Effect of identification on seismic performance assessment of a tall building

Abstract

It is crucial to represent the realistic behavior of structures in order to estimate probability of failure for a prescribed damage level under earthquake actions. On the other hand, actual seismic responses of buildings may differ considerably from the simulated ones due to the assumptions made in Finite Element Models (FEM’s). Therefore, in recent years structural health monitoring techniques have been adopted to update the FEM’s based on modal parameters obtained from vibration-based identifications. In this study, a twenty-six story, core-wall tall building was instrumented with data acquisition system in order to examine feasible solutions to problems mentioned above. Modal parameters were obtained by Enhanced Frequency Domain Decomposition method and a detailed FEM of the structure is updated based on the identified modal characteristics in order to represent the actual dynamic characteristics of the building.
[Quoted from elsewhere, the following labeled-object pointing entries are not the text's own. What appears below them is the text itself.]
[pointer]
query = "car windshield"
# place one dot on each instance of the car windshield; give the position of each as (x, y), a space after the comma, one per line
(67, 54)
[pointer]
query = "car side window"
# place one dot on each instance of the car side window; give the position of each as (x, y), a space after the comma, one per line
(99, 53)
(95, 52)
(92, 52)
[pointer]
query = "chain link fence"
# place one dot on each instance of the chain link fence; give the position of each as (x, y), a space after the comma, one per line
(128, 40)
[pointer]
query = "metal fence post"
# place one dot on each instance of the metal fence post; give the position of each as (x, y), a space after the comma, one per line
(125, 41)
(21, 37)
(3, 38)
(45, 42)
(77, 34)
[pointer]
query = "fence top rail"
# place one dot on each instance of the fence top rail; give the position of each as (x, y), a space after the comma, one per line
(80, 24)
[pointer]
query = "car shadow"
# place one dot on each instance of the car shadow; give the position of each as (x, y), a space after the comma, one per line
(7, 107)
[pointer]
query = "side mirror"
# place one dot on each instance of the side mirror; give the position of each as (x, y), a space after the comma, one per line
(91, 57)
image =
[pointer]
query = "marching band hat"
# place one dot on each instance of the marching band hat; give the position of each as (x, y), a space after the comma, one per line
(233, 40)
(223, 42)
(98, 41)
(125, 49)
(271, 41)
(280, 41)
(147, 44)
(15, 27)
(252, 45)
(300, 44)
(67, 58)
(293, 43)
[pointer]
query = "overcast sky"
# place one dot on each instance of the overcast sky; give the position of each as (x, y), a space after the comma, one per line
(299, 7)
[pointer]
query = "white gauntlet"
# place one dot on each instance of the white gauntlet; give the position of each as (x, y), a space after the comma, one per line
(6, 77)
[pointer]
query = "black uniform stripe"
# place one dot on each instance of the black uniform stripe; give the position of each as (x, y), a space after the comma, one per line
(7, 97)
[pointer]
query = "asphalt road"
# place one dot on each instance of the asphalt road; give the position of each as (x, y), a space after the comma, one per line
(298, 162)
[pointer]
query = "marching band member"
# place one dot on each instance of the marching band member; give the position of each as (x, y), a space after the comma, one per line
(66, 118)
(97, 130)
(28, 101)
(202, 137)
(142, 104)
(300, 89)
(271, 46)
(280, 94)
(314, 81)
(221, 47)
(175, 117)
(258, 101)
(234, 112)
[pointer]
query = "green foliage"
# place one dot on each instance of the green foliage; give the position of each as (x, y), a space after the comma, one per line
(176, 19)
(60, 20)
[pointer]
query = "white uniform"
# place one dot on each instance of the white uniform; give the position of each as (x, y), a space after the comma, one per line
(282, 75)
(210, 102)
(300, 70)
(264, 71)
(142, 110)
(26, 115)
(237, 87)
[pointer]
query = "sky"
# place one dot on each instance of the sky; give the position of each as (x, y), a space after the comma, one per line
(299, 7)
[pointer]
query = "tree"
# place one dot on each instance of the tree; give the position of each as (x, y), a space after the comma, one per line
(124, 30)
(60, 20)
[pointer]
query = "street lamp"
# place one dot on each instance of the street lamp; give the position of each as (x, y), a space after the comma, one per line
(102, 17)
Updating of a fine FEM allows eliminating the uncertainties in structural parameters such as the effects of soil springs and seismic gaps which are usually omitted in updating procedures. Along this line, nonlinear time history (NLTH) analyses were performed with the updated and the non-updated FEM with 5 % damping ratio. Additionally, NLTH analyses were carried out with updated FEM considering the identified (2 %) and 5 % damping ratios in order to observe the effect of damping ratio separately. Probability density functions in terms of interstory drift ratios were established in order to quantify the probability of failures under different ground motions. Results highlight that incorporation of system identification and model updating techniques into seismic performance assessment is crucial.